Lesioni personali stradali: quando e come ottenere il risarcimento

Doppia chiave di lettura.

Lesioni personali stradali

Poco conta quanto il legislatore tracci un quadro normativo dettaglio. Comunque vada, rimarranno zone grigie. Dove il parere soggettivo del giudice assumerà ruolo preponderante. Si pensi alle lesioni personali stradali. Ovvero causa di un’invalidità temporanea inferiore ai 9 punti percentuali. In talune occasioni sorgono imprevisti per la riscossione del risarcimento. Danni quali la commozione cerebrale senza gravi emorragie o fratture, lesioni di terminazioni nervose o, ancora, ferite e abrasioni che portano alla formazione del tessuto cicatriziale. Il macchinario può non rilevarli immediatamente. Atteniamoci alle leggi e agli orientamenti giuridici.

Lesioni personali stradali: assicuratori e assicurati sui lati opposti della barricata

Compagnie e assicuratori rivendicano le rispettive ragioni appellandosi alla sentenza 235/2014 della Corte Costituzionale. Che sottolinea la necessità della diagnostica strumentale. Perché “l’interesse risarcitorio particolare del danneggiato deve comunque misurarsi con quello, generale e sociale, degli assicurati ad avere un livello accettabile e sostenibile dei premi assicurativi”. Dal canto loro i danneggiati replicano: “Il rigore che il legislatore ha dimostrato di esigere non può essere inteso nel senso che la prova della lesione debba essere fornita esclusivamente con l’accertamento clinico strumentale. È sempre e soltanto l’accertamento medico legale svolto in conformità alle ‘leges artis’ a stabilire se la lesione sussista”.

Lesioni personali stradali: escluso il risarcimento per danno biologico permanente

L’art. 19 della Legge Concorrenza 2017 inserisce al secondo capoverso del comma 2: “In ogni caso, le lesioni di lieve entità, che non siano suscettibili di accertamento clinico strumentale obiettivo, ovvero visivo, con riferimento alle lesioni, quali le cicatrici, oggettivamente riscontrabili senza l’ausilio di strumentazioni, non possono dar luogo a risarcimento per danno biologico permanente.

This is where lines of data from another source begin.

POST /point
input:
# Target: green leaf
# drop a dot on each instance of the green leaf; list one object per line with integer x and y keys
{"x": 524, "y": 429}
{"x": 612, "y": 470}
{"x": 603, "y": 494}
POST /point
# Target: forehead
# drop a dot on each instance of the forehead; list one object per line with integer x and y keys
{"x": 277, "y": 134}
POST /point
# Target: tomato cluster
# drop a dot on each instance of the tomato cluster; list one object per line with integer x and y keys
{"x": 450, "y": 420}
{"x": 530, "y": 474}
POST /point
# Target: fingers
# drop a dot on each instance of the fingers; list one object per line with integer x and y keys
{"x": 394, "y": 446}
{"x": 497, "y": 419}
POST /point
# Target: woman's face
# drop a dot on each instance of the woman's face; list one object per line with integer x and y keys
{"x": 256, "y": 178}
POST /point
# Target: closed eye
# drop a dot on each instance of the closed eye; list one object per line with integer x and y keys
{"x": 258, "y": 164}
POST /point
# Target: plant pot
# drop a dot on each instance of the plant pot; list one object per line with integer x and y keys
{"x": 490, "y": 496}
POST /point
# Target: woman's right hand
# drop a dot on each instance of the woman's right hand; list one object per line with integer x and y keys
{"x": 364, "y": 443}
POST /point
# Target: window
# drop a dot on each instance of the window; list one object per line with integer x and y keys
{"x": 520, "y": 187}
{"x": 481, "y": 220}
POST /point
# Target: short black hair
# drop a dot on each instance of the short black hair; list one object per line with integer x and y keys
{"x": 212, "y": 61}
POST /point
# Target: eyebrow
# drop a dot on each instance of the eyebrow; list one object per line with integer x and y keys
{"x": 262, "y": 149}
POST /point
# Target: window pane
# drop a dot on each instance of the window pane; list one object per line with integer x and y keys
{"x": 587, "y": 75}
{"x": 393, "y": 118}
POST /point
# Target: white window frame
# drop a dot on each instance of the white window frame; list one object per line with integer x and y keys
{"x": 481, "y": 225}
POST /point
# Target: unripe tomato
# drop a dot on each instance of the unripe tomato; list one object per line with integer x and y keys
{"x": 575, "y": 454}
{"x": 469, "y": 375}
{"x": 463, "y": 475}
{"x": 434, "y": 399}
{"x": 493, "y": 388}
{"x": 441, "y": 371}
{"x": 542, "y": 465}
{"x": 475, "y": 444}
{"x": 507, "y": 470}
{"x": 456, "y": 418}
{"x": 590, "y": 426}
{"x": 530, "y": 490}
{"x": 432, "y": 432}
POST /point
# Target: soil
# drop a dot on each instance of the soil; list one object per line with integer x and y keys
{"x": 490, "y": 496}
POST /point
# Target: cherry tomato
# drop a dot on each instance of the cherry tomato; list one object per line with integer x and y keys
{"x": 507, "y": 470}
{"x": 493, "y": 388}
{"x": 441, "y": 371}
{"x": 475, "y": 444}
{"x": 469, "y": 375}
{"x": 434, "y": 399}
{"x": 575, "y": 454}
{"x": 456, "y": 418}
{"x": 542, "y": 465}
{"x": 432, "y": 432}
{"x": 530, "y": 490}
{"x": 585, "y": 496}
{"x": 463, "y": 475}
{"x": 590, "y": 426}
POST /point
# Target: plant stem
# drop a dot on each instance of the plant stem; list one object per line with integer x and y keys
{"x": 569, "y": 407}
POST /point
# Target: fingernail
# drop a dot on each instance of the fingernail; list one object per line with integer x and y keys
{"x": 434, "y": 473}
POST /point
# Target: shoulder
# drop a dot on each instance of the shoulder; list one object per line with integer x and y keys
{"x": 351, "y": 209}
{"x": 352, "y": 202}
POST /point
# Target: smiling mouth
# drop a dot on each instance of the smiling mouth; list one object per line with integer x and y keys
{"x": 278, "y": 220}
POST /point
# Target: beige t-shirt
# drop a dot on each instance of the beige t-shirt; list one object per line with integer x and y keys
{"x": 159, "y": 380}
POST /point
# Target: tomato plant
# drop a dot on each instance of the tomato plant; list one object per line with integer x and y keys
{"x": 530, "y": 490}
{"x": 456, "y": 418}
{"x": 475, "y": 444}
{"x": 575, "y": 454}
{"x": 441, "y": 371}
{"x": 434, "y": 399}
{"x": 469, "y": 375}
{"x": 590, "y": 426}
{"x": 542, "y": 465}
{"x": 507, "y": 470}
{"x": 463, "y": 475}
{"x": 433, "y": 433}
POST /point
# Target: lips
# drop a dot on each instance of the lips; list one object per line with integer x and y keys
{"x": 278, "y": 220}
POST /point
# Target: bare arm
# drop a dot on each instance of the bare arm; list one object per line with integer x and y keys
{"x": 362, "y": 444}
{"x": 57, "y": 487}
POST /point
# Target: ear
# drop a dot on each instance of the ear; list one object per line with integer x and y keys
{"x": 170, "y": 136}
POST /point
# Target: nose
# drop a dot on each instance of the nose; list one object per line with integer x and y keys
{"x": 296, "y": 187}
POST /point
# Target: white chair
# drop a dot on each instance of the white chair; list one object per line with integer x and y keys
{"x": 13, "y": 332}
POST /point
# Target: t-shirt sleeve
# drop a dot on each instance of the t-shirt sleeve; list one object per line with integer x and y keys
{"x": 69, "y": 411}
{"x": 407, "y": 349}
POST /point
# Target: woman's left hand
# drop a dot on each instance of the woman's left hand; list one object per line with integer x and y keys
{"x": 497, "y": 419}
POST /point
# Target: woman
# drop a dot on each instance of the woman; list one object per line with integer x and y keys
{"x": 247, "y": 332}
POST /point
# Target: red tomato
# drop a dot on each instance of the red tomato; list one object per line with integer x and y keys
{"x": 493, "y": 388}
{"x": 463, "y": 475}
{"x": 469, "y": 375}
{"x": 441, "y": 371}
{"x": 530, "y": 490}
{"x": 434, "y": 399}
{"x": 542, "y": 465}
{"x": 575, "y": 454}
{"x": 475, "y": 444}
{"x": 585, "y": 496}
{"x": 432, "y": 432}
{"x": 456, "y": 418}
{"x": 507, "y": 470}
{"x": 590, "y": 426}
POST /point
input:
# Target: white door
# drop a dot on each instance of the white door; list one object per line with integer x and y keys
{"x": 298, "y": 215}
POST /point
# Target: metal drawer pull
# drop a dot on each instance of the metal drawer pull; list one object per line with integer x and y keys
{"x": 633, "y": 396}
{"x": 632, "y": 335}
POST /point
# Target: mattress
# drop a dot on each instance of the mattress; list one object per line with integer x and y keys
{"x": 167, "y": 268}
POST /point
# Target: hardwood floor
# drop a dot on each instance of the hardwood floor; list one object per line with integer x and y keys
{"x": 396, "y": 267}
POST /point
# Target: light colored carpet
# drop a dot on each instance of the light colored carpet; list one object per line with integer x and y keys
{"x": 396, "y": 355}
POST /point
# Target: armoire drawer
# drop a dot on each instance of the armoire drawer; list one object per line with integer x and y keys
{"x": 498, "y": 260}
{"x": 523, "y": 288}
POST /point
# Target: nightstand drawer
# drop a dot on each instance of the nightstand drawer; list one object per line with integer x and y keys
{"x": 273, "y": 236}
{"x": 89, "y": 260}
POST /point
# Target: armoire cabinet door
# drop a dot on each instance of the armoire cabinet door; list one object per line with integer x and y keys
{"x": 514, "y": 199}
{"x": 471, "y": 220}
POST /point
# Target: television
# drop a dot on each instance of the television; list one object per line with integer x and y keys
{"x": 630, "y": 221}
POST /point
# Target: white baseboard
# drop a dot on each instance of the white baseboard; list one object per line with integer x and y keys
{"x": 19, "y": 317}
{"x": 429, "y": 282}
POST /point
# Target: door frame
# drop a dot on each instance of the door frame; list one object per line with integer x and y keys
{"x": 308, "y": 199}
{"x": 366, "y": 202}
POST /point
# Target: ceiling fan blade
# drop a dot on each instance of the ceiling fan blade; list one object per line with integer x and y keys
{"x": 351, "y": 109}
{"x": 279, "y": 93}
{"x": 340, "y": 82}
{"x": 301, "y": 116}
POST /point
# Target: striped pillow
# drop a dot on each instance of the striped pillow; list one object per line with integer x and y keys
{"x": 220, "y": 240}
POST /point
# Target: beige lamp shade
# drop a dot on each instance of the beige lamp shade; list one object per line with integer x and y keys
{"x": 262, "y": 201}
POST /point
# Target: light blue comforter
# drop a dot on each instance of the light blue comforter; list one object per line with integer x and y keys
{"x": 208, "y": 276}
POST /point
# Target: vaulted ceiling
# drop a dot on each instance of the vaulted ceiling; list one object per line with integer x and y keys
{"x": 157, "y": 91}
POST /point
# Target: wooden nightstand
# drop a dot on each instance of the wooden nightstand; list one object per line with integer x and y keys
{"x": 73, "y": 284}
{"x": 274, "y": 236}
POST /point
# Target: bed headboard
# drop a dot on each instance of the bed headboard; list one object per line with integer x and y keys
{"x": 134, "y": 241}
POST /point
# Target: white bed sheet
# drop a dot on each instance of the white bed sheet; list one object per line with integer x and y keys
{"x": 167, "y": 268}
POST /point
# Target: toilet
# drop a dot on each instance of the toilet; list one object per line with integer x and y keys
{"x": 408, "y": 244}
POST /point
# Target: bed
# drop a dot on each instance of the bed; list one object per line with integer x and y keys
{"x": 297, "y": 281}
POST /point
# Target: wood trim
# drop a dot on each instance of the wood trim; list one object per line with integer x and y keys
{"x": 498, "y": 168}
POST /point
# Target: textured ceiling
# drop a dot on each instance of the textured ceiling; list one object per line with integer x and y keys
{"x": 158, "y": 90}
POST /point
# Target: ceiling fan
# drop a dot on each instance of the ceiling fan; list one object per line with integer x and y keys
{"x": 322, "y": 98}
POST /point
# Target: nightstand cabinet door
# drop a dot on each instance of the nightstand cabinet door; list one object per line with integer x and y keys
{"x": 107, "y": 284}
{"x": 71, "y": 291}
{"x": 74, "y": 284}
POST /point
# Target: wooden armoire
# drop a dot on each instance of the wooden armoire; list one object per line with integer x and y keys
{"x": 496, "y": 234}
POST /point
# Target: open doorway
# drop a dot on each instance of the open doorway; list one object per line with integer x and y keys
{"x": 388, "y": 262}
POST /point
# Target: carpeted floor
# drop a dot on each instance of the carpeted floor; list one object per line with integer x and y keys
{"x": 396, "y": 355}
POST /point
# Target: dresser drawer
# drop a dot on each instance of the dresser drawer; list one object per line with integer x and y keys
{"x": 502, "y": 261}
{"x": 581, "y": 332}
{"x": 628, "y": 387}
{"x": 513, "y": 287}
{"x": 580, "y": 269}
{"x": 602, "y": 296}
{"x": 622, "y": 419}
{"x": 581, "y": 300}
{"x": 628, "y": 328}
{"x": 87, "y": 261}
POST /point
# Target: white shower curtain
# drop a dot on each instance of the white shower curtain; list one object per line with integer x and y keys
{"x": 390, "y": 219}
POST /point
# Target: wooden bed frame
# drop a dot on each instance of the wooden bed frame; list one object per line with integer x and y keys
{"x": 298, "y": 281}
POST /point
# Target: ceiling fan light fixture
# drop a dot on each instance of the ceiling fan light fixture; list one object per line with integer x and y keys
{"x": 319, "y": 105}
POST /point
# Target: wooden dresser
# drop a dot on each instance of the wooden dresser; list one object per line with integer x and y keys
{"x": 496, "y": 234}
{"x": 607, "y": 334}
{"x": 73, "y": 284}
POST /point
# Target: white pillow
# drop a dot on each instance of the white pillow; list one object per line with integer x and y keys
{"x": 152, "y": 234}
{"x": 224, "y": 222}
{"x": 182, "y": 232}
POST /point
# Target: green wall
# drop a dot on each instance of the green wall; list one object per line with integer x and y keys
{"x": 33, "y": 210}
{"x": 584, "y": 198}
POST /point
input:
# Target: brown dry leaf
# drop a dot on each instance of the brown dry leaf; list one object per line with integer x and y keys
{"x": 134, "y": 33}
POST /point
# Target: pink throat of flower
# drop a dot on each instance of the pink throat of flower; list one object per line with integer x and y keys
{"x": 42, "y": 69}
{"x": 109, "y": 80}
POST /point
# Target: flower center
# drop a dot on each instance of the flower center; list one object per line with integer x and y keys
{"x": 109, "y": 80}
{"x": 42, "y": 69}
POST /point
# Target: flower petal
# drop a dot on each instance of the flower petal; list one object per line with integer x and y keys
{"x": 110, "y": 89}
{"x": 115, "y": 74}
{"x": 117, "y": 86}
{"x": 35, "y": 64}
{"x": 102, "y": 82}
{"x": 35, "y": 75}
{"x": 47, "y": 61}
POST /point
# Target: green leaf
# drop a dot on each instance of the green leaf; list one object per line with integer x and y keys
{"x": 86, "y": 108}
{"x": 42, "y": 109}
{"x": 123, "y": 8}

Una presa di posizione è stata presa dalla Corte di Cassazione. Pronta a sottolineare come “il rigore che il legislatore ha dimostrato di esigere non può essere inteso, però, come pure alcuni hanno sostenuto, nel senso che la prova della lesione debba essere fornita esclusivamente con l’accertamento clinico strumentale. In conclusione, proclama il principio fondamentale: “È l’accertamento medico legale a stabilire se la lesione sussista e quale percentuale sia a essa ricollegabile”.